In yesterday’s post, I wrote about the importance of practicing distinct sections of music to aid learning and memorization. 

However, one element of music composition works against us as we prepare and learn music: repeated sections.  Most pieces contain musical material that keeps coming back throughout.  So, if we break up the music based on the sections as they fall in order in the composition, some portions of the music will get practiced much, much more than other portions.

For example, many jazz standards are AABA form, where the B section is the bridge.  If you practice each section equally, you are playing through three A sections for every one B section.

Pop and rock songs usually have verse, chorus, and bridge sections, with both the verse and the chorus coming up multiple times.  The chorus also generally repeats over and over and fades at the end of the song.  Again, practicing all sections equally means that you’ll spend much less time working on the bridge than you will on either the verses or the chorus.

Sonata form has the exposition, development, and recapitulation sections, and the recapitulation restates the exposition.  Essentially, the ending sounds like the beginning.  You’ll need to make sure the development section gets the exposure your brain needs to place it into your memory.

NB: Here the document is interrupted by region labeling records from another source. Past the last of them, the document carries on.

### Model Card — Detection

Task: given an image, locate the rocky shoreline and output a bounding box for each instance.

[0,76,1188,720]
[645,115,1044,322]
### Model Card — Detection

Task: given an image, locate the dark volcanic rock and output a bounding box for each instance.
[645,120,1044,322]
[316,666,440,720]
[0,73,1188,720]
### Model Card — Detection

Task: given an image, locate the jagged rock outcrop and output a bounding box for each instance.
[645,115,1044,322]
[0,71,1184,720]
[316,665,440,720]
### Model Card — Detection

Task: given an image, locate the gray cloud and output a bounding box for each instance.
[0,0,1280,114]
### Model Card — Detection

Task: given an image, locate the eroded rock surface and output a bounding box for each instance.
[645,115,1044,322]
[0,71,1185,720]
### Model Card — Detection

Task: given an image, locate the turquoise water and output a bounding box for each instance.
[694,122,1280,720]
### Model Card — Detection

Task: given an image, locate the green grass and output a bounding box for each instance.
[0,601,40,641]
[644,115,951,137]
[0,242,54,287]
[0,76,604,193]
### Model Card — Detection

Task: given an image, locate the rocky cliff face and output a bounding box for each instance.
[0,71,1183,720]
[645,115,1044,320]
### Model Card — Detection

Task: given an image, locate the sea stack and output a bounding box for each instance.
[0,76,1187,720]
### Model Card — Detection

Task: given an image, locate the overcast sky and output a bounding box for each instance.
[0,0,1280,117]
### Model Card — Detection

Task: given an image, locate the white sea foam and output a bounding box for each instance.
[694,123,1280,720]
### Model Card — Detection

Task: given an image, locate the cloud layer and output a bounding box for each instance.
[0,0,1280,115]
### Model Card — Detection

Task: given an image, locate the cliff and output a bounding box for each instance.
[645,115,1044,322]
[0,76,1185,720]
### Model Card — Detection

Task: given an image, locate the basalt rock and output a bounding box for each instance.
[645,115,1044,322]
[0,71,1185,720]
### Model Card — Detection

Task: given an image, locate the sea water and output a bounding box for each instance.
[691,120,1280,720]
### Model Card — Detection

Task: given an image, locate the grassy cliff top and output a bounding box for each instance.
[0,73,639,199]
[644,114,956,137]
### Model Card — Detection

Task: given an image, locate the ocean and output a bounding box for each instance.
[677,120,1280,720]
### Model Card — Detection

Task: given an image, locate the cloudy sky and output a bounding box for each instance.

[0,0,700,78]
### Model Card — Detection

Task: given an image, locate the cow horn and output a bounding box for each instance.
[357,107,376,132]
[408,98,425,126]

If you practice each section equally, you will be shortchanging yourself (and your memory) on the sections that show up less frequently.  This means that not all sections are created equal.  Certain portions of the music will simply need more practice time than others if you want to learn every bit of your music well.

Another reason it’s important to give the less frequent sections of music more attention is that they usually contain the most demanding musical material.  If you want to learn all the bits of your music equally well, the difficult portions will simply need more time and care while you’re practicing.

Your performances will improve dramatically when you have total control over every section of your music.  Give the middle sections–which don’t get repeated as often as the material at the beginning and the end of most compositions–the attention they deserve.